BY Gregor Quack in Reviews | 11 AUG 15
Featured in
Issue 21

Ancient Carriers

Markus Lüttgen

G
BY Gregor Quack in Reviews | 11 AUG 15

Ancient Carriers, 2015, installation view

The need to recall one’s past in order to master the present is a favourite platitude of motivational speakers. The group exhibition Ancient Carriers suggested that this piece of wisdom can also be turned around. What the five artists in the show have in common is the realization that popular eschatology is often acutely revealing about our own myths of origin. It is fitting that this should have been the first group exhibition at the new location of Galerie Markus Lüttgen: after several years, Lüttgen bid farewell to the fabled art hotspot of Berlin and returned to his former base, Cologne. Where others might have taken the opportunity to look back on past achievements, Lüttgen invited the curator of Kunstverein München Saim Demircan (a regular contributor to this magazine) who put together a show with five artists not represented by the gallery, four of them very young.

The two-level architecture of the new gallery space automatically divided Ancient Carriers into two halves. The ground floor was watched over by a long-necked monster in a painting by Andreas Schulze (Untitled, 2000) – an indefinable mixture of Loch Ness monster and Japanese Kaiju. While Nessie evoked primeval horrors, the Japanese movie beasts stood for humanity’s insane striving for nuclear weapons and domination of the environment. Faceless and mute, Schulze’s creature combines the two. Painted using the artist’s signature bright palette, it provided the perfect starting point for an exhibition that packaged heavy philosophical questions in the supposedly garish formal idioms of sci-fi and fantasy.
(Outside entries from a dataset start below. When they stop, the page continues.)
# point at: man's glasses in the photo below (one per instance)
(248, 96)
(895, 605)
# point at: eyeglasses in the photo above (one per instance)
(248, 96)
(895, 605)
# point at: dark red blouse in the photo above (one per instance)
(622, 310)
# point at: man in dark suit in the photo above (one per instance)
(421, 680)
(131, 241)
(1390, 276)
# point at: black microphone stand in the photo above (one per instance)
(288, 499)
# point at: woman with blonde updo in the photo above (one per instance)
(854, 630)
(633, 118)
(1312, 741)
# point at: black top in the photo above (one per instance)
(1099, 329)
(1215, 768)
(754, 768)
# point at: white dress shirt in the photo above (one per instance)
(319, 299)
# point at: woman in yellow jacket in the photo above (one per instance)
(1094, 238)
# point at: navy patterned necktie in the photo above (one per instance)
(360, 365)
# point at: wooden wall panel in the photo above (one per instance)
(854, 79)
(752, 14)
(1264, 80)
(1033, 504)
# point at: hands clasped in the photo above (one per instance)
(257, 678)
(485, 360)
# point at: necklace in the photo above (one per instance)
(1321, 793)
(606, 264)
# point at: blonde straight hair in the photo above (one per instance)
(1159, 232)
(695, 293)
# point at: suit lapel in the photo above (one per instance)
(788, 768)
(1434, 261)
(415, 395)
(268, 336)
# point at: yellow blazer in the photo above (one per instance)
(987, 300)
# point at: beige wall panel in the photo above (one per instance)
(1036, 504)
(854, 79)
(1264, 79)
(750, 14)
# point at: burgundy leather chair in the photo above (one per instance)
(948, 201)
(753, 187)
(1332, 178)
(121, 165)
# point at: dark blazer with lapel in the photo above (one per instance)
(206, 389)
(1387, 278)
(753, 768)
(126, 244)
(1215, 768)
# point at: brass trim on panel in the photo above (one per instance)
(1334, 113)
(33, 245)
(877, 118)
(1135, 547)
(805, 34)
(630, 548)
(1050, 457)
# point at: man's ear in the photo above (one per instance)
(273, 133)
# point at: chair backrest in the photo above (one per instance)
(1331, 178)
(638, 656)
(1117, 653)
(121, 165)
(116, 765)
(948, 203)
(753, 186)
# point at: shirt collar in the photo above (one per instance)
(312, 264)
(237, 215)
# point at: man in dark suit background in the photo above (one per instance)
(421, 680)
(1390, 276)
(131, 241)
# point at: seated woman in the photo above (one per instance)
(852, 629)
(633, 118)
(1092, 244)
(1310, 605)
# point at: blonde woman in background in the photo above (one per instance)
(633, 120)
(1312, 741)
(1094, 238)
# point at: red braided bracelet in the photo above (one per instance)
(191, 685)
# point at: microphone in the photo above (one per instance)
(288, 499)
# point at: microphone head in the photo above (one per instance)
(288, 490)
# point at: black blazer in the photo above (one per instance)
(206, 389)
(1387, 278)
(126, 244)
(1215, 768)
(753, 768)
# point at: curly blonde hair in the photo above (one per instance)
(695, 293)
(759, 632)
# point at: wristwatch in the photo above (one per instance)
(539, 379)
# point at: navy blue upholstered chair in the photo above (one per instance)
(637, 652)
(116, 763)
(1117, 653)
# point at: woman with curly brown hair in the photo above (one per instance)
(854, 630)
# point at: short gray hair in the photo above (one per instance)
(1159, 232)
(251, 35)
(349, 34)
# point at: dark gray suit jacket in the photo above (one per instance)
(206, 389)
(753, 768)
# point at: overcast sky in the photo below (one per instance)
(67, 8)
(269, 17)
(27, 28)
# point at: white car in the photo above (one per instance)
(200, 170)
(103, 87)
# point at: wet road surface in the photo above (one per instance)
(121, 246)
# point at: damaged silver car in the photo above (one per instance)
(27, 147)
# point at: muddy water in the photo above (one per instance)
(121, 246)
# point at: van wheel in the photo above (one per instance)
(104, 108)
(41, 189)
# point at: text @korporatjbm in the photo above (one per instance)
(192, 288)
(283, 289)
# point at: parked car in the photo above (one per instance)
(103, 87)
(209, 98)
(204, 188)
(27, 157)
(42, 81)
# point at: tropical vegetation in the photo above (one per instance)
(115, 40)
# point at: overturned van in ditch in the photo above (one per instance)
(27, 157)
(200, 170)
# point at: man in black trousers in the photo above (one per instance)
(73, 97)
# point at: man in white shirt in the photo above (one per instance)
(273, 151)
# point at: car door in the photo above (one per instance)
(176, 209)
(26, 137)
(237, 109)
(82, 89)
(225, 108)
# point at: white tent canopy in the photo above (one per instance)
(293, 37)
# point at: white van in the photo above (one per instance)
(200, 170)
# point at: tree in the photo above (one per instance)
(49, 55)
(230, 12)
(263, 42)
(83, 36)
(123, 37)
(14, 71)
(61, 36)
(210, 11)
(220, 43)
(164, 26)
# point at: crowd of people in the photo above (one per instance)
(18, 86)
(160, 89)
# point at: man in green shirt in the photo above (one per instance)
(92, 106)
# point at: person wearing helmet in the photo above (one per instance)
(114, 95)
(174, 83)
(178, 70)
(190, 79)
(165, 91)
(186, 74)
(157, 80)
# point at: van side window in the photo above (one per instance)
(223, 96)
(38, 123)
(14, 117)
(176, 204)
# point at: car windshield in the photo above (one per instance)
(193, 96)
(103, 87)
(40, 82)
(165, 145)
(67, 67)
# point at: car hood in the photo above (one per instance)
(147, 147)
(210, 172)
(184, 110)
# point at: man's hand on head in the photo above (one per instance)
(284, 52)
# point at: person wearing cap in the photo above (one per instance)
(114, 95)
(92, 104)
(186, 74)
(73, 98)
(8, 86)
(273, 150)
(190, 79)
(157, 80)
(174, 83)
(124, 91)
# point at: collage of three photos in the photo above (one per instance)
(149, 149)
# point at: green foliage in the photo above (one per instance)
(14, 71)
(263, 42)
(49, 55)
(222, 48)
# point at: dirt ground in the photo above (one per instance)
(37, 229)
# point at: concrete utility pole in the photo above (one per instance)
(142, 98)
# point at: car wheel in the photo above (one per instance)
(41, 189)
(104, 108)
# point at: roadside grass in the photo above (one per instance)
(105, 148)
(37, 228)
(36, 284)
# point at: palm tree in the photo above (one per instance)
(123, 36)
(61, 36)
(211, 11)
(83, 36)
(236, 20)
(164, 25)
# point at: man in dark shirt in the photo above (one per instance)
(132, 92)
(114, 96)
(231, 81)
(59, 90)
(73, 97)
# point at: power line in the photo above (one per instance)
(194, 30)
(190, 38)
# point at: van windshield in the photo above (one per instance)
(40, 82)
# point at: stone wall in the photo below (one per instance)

Ancient Carriers, 2015, installation view

The same applied to the six of Veit Laurent Kurz’s Megaya Scepters (2014–15) that were spread around this room. With the kind of meticulousness usually found among tabletop gamers or fans of cosplay, Kurz has implanted USB ports and other technological interfaces into found branches. Overgrown with moss and weeds, they are also adorned with pneumatic tubes and hi-tech fabrics. In the past, Kurz’s use of model-making techniques has often been geared towards a contemporary product and wellness aesthetic, as in last year’s market launch of the fictitious dietary supplement Herba 4 with the online magazine DIS. But the presence of Schulze’s mute guardian drew attention to the End Times quality of the sculptures. With their switches and compressed air canisters, they looked like improvised post-apocalyptic combat rifles.

On the upper floor, too, the space was structured by figurative painting. In Magnus Andersen’s Naughty Flaughty Flegeljahre (2014), the viewer’s gaze is met by that of a red-eyed flautist. He wears ‘oriental’-looking pointed slippers and a fur cap, and the frame bears totem-like carvings. This play on clichés of the noble savage and tribal art became interesting in contrast to Andersen’s second work in the show: the tax collector in Tax Boy (2014), who also wears an antiquated fantasy outfit, albeit while engaged in the most civilized and least romantic of all activities. Here, the noble savage is juxtaposed with his equally stereotypical opposite. In spite of their archaic traits, both characters come to us from an imaginary future. As the press release reveals, Andersen’s pictures illustrate a relatively typical science-fiction scenario: after the collapse of existing structures, a youthful leftover population regresses to Bronze Age behavioural patterns in its struggle to survive. Like its popular precursors, Andersen’s vision emerges from a logical thinking-through of the economic and personal liberalizations of our times. But whereas other literary and cinematic scenarios are obliged to devise seamless worlds, Andersen’s cleverly clichéd coupling allows the viewer to join in the speculation. When the time comes to found a new society, which impulse is stronger – the wandering musician’s love of freedom, or the calculating taxman’s desire for order? To ask this question is to touch on fundamental, timeless problems. And the more fundamental the questions become, the smaller the difference between distant past and remote future.